Según el artículo de Grace, la comunidad se había disgregado aparentemente en diciembre de 1963. Cualquier indicio del enterramiento habría quedado oculto bajo las nieves del invierno. Cuando llegó el deshielo y el suelo se convirtió en barro, habría pocas señales para distinguir este trozo de tierra de cualquier otro. Era terreno sólido; no debería haberse hundido, pero se hundió.
Al fin y al cabo llevaban esperando mucho, mucho tiempo.
Cerré los ojos y escuché mientras el mundo se desvanecía alrededor, intentando imaginar aquellos minutos finales. Los aullidos se acallaron, el ruido de los coches en la carretera se transformó en el zumbido de las moscas, y en medio del suave susurro de las ramas sobre mi cabeza…
Oigo disparos.
Hay hombres corriendo, sorprendidos mientras trabajan en los campos. Ya han caído dos con enormes e irregulares agujeros ensangrentados en la espalda. Uno de los que aún viven se da media vuelta con una horca en las manos. Su vientre se desgarra traspasado por el disparo, y en su cuerpo penetran simultáneamente la madera y el metal. Sin detenerse siquiera a recargar las armas, persiguen al último a través de la hierba. Sobre ellos vuela en círculo una bandada de cuervos emitiendo sonoros graznidos. Los gritos del último en morir se funden con los de las aves y a continuación reina el silencio.

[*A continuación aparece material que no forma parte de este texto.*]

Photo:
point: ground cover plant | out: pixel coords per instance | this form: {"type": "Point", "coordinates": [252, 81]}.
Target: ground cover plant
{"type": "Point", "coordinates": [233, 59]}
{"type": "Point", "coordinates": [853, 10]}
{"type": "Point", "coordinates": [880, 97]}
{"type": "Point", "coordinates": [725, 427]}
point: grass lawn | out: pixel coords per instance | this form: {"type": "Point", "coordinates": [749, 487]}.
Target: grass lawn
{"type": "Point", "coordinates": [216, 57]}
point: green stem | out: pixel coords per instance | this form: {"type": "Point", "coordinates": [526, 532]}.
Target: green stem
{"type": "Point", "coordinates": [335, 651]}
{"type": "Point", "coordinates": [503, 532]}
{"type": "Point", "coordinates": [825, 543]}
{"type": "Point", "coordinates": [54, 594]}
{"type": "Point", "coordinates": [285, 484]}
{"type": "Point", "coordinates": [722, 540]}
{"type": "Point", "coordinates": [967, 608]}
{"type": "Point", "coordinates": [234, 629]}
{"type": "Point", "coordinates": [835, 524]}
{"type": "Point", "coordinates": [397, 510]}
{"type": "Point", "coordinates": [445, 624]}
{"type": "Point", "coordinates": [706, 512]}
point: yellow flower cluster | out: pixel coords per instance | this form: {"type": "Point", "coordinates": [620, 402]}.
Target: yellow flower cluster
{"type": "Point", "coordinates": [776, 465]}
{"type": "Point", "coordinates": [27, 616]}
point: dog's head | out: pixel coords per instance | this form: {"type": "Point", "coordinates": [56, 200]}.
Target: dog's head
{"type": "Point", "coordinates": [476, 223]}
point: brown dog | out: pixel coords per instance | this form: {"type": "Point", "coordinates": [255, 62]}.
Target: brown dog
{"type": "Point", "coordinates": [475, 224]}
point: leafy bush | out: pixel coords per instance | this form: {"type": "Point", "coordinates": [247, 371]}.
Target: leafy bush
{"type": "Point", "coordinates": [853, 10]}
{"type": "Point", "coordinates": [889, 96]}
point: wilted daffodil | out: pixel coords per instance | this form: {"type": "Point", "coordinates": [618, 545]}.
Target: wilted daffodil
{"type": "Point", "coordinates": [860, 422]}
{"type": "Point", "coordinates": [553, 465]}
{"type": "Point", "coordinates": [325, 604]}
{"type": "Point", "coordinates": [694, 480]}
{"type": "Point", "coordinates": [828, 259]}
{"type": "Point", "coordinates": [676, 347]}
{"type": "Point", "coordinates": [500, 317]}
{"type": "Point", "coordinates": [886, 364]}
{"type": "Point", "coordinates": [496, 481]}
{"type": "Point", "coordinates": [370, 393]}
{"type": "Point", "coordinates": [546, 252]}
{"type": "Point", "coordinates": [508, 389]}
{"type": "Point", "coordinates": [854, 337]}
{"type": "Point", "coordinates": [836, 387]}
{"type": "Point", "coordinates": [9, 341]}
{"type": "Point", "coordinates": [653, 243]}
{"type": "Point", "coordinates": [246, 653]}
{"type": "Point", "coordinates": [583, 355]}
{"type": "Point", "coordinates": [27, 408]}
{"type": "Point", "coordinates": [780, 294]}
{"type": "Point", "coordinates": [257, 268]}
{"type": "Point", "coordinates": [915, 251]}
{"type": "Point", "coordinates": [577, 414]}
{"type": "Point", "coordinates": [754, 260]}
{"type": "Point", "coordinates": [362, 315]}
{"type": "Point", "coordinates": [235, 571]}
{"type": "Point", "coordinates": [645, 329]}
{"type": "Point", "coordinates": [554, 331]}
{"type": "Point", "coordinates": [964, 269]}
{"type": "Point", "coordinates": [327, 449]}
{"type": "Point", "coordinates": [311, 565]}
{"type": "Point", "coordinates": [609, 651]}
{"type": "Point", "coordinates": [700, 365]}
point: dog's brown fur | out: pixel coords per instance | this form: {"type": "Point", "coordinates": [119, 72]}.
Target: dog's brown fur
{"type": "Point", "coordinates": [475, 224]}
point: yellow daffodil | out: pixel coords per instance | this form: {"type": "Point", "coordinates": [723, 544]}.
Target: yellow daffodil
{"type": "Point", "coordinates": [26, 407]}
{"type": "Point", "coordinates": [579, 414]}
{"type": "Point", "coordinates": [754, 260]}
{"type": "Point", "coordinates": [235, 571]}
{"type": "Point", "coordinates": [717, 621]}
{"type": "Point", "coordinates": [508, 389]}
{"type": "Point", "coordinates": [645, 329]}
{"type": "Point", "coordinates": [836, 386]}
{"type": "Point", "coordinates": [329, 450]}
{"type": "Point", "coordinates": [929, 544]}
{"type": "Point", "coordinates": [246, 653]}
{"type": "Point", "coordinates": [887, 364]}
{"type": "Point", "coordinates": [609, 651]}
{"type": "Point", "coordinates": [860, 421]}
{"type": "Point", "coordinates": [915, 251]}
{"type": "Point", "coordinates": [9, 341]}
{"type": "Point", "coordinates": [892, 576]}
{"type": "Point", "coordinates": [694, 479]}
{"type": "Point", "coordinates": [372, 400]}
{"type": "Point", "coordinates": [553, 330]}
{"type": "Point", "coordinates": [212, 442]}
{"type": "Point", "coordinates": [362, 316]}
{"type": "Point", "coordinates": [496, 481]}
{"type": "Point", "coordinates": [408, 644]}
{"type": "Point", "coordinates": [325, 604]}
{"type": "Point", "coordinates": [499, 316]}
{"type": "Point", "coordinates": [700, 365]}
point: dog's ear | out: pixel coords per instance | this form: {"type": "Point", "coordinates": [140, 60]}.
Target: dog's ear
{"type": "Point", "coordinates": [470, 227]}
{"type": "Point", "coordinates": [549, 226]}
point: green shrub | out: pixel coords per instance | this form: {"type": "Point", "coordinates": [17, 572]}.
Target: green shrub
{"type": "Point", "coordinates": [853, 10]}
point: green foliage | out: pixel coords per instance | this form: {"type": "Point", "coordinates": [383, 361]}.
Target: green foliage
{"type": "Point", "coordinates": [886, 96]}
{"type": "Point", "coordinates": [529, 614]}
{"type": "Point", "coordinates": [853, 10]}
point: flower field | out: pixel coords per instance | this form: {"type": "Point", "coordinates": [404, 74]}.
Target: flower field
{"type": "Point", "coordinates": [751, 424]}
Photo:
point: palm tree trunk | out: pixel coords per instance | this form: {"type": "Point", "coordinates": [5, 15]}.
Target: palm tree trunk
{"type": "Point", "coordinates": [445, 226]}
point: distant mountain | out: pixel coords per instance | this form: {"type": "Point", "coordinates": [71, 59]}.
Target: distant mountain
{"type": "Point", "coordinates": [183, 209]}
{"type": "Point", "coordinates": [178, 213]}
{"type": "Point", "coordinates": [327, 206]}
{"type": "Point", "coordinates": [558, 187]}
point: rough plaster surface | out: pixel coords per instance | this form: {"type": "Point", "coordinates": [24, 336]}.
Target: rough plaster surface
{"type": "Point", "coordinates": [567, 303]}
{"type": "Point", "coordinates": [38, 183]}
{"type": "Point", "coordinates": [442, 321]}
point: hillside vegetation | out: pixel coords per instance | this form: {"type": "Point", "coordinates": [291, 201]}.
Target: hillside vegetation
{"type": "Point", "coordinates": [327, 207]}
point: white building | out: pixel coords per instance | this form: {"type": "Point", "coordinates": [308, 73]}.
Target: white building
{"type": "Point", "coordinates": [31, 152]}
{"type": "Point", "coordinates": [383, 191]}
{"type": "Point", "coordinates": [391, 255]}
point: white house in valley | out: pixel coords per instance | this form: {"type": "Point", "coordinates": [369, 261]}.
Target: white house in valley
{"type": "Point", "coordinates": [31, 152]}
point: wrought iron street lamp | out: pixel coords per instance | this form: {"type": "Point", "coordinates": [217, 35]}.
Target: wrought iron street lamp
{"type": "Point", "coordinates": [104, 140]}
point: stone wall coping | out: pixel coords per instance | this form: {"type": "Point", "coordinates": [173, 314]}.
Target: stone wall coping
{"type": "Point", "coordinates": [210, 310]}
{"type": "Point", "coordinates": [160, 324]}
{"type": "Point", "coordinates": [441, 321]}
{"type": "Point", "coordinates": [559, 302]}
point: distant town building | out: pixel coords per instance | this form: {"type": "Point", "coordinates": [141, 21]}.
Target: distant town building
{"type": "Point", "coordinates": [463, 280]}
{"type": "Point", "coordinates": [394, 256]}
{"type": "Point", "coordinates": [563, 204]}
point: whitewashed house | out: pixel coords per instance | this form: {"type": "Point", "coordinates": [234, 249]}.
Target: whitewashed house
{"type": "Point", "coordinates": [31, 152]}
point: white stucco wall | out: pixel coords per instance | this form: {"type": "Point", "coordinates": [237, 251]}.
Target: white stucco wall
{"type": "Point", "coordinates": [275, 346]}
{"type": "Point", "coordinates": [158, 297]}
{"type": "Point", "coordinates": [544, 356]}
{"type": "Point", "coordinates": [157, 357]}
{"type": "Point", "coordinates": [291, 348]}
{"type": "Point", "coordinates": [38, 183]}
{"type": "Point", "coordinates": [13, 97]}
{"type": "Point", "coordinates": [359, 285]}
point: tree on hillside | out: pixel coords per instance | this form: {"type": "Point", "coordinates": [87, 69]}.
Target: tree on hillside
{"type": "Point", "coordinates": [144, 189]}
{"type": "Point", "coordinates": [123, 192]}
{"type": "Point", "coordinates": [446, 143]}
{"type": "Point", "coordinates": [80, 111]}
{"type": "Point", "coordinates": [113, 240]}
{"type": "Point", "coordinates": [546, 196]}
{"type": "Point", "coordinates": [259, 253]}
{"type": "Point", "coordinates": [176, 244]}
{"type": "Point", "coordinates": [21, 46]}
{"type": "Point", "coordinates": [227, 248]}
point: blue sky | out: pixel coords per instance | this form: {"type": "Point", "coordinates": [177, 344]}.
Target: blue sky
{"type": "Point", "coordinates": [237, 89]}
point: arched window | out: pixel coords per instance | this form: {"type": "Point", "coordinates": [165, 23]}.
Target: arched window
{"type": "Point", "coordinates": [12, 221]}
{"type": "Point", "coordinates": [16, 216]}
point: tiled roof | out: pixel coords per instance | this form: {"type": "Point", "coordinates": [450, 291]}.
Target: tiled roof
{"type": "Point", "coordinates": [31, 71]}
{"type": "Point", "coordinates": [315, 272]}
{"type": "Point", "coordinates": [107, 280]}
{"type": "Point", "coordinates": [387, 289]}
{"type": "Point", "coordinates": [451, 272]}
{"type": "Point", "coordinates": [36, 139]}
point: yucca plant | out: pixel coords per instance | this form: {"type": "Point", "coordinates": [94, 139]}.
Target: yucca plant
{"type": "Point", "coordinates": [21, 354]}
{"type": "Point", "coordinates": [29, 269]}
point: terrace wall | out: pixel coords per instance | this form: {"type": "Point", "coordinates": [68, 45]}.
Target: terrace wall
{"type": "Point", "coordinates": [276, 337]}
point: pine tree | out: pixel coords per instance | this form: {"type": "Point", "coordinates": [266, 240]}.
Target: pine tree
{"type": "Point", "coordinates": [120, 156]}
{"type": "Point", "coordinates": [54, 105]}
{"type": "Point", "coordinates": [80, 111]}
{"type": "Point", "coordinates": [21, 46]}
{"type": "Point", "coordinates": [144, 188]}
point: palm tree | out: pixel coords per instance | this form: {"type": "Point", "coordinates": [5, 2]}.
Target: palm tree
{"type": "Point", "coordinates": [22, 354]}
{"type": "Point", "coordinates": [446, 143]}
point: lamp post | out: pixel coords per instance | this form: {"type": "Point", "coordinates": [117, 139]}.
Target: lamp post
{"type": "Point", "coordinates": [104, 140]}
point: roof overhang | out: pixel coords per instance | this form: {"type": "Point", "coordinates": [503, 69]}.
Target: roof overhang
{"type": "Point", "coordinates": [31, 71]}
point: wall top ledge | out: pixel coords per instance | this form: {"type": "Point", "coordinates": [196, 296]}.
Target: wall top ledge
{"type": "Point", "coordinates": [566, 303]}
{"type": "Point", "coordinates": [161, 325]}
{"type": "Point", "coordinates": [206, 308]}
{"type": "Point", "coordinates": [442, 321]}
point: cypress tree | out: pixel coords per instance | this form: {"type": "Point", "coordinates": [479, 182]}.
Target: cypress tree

Oí algo entre los árboles a mis espaldas, pero al mirar sólo vi el ligero movimiento de las ramas, como si el paso de un animal las hubiese alterado. Más allá, el verde se tornaba negro y las formas de los árboles no se veían claramente.
Las mujeres son las siguientes en morir. Les han dicho que se arrodillen y recen en una de las casas, que piensen en los pecados de la comunidad. Oyen los disparos pero no comprenden su significado. Se abre la puerta y Elizabeth Jessop se vuelve. La silueta de un hombre se recorta contra la luz vespertina. Le dice que desvíe la mirada, que se incline ante la cruz y pida perdón.